Welcome from Lancashire - I hope you will enjoy the site.

You will find some basic information on Miramar HERE.

And further information on a previous thread on this site HERE.


----------



## nickhume (Apr 21, 2010)

Hello Brian,

I'm too looking for any information about the MV Guava (LT 73?), my grandfathers brother was onboard when the boat was lost, he was 16 years old.

Have you found any information since starting your search?

Regards,

Nick


----------



## D & H (May 30, 2010)

falcs said:


> Good Evening.
> Could anybody help me with information relating to the MV Guava a Lowestoft based trawler which was lost with all hands during the floods of 1953.
> Tyhanks


Hi,

Check out "The Lowestoft Journal" website and under Features (LH side) you will find "Nostalgia". Click this and read the report "Missing the boat saved his life".

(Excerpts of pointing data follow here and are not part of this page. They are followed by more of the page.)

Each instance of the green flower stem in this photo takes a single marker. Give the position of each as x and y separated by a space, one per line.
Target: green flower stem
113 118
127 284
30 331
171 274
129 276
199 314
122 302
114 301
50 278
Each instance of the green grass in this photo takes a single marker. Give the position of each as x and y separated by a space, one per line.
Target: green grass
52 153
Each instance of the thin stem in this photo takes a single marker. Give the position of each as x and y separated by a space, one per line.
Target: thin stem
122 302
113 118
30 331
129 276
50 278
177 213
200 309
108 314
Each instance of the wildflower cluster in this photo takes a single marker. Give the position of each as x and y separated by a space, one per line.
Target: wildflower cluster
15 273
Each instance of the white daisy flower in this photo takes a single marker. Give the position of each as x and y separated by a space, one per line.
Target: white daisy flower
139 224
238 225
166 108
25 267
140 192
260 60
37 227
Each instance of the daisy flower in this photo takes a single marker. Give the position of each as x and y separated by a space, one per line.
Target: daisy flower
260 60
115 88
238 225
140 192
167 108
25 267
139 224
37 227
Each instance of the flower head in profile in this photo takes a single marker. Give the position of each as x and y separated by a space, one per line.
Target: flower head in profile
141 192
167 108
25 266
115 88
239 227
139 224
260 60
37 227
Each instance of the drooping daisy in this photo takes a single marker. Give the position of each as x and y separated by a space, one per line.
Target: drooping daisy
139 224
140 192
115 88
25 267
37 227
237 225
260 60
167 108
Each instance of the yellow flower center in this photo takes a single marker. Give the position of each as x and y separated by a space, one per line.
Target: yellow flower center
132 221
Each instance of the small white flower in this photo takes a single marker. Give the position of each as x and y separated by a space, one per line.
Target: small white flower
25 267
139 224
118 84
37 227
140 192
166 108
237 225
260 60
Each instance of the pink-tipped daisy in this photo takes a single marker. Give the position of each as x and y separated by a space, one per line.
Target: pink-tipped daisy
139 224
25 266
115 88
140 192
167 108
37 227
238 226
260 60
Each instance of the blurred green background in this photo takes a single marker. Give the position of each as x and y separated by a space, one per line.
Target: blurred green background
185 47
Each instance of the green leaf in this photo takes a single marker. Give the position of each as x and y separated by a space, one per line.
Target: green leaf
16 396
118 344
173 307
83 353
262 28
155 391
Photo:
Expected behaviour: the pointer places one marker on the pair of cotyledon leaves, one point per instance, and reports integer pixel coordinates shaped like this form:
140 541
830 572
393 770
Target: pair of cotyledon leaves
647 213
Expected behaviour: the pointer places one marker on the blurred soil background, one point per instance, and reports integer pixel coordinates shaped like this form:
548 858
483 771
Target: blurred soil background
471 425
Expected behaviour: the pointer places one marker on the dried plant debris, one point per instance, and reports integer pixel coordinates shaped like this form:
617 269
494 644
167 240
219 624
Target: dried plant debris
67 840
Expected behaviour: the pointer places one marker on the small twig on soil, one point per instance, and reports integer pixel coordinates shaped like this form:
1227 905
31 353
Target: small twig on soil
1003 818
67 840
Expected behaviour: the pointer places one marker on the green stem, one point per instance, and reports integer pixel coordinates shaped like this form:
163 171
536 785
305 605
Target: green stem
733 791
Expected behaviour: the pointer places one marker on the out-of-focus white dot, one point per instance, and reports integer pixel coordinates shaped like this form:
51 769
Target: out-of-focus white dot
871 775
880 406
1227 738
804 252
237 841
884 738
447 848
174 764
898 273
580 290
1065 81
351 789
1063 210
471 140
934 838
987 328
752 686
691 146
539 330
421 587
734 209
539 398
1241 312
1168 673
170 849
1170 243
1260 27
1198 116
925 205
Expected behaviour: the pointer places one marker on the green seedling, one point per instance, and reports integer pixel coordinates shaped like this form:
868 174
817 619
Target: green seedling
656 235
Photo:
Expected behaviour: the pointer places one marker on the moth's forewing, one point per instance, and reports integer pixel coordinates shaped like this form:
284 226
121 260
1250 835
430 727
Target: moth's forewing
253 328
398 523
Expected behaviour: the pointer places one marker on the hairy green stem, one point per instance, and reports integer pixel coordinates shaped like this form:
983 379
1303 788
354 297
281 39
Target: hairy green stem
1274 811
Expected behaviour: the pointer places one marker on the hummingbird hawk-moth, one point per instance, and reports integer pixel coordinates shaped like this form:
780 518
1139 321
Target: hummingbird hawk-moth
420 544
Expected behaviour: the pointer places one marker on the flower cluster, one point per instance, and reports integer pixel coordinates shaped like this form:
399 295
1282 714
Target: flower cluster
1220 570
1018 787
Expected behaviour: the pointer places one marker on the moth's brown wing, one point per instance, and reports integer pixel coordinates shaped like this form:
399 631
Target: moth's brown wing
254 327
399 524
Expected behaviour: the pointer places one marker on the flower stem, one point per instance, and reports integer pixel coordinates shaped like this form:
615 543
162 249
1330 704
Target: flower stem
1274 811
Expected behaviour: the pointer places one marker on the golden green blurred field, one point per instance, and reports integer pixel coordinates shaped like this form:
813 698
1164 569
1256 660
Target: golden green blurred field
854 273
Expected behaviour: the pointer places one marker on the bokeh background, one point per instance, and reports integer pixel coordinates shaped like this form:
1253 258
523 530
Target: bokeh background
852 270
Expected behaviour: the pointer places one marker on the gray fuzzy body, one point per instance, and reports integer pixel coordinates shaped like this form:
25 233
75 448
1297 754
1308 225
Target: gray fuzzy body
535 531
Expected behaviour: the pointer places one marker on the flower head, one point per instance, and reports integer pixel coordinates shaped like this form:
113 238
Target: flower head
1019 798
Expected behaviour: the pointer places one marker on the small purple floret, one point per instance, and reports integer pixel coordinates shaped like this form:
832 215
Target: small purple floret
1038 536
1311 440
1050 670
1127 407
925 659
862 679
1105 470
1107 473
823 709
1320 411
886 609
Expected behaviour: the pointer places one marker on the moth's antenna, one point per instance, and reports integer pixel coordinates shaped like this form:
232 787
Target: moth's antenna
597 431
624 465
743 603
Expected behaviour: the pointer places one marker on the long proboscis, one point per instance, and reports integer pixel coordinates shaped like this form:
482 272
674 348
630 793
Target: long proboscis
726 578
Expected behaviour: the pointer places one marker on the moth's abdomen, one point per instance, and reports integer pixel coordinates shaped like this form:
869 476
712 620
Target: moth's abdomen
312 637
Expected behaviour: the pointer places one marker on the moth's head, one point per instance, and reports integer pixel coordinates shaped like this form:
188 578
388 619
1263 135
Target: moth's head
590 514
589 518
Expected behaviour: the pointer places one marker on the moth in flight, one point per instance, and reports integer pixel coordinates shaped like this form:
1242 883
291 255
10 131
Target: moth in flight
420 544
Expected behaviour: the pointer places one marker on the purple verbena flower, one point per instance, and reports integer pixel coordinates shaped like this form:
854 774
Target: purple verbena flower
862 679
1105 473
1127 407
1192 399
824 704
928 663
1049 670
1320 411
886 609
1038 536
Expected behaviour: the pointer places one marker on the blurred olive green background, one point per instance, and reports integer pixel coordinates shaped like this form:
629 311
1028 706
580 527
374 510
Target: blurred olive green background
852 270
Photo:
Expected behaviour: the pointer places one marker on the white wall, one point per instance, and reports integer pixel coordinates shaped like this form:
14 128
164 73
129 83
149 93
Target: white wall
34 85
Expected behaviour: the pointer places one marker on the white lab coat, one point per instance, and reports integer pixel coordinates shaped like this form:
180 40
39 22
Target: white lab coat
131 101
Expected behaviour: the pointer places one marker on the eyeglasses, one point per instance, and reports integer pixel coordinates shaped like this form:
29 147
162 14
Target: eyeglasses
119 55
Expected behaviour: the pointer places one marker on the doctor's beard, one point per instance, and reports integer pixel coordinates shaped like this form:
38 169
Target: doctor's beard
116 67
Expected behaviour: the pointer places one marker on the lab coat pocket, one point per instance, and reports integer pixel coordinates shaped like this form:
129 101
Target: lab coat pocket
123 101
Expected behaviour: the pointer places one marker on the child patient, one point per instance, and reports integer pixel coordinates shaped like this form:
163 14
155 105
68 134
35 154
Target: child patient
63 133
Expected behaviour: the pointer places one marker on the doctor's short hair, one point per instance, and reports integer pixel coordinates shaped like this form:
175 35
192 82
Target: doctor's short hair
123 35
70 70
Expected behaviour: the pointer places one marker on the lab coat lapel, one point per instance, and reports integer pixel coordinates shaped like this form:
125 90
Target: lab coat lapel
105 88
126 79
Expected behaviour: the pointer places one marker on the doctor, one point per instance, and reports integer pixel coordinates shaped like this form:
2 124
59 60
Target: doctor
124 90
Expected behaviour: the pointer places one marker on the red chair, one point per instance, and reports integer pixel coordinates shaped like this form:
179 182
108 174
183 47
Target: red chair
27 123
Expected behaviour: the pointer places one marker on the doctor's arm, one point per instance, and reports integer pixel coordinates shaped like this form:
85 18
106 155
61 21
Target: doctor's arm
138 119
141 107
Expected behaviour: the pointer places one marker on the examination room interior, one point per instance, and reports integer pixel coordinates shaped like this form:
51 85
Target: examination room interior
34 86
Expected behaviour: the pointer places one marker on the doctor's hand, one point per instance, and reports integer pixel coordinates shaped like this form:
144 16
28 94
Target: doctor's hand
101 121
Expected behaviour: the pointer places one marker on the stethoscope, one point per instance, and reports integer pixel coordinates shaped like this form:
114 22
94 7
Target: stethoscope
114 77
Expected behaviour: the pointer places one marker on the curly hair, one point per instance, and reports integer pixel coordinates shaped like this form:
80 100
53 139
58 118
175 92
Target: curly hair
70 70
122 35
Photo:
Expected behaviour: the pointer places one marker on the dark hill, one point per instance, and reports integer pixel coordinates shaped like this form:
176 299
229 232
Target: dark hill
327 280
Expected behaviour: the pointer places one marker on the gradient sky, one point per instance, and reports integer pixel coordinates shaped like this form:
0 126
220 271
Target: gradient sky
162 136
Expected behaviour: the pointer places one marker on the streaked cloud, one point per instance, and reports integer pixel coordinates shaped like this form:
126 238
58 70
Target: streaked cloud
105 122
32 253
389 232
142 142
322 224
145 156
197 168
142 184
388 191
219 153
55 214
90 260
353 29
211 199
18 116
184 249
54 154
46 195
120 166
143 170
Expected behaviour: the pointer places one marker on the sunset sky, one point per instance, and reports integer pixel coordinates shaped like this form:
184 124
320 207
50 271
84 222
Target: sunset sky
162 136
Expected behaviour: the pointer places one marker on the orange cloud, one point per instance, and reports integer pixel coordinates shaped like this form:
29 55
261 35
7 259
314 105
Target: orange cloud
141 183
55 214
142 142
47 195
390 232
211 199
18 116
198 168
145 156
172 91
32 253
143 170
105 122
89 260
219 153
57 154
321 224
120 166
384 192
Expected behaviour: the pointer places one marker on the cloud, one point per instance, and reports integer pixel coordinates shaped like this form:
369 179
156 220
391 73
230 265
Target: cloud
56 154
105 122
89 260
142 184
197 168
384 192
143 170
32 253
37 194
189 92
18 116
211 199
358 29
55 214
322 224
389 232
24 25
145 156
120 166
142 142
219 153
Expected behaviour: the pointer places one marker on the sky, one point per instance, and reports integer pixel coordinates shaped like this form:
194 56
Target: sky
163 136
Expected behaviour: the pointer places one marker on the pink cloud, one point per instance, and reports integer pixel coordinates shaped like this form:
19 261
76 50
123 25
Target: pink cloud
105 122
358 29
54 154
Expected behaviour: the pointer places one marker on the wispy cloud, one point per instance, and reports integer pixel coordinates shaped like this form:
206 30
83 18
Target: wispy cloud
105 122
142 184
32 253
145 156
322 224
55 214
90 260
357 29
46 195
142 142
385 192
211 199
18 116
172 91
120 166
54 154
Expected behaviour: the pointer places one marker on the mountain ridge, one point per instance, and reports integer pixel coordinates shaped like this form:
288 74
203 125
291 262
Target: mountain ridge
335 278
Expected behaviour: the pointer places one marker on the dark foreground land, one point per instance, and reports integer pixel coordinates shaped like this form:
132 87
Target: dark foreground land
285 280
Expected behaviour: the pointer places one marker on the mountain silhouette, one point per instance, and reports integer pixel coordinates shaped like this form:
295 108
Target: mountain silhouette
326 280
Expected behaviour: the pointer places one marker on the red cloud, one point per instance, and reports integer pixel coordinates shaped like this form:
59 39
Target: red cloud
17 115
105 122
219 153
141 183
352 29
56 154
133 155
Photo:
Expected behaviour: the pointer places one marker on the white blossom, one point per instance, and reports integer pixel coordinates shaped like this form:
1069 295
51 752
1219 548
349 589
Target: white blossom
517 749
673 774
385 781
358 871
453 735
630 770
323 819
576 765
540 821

Should give you info including list of the crew. Both my husband and I know some the families who lost thier menfolk in this disaster as we both come from Lowestoft Fishing Families.


----------



## D & H (May 30, 2010)

nickhume said:


> Hello Brian,
> 
> I'm too looking for any information about the MV Guava (LT 73?), my grandfathers brother was onboard when the boat was lost, he was 16 years old.
> 
> ...


Hi,

Check out "The Lowestoft Journal" website and under Features (LH side) you will find "Nostalgia". Click this and read the report "Missing the boat saved his life".

Should give you info including list of the crew. Both my husband and I know some the families who lost thier menfolk in this disaster as we both come from Lowestoft Fishing Families.

I think your grandfather's brother must have been Anthony Folkard - it was his first trip as a deckie learner.


----------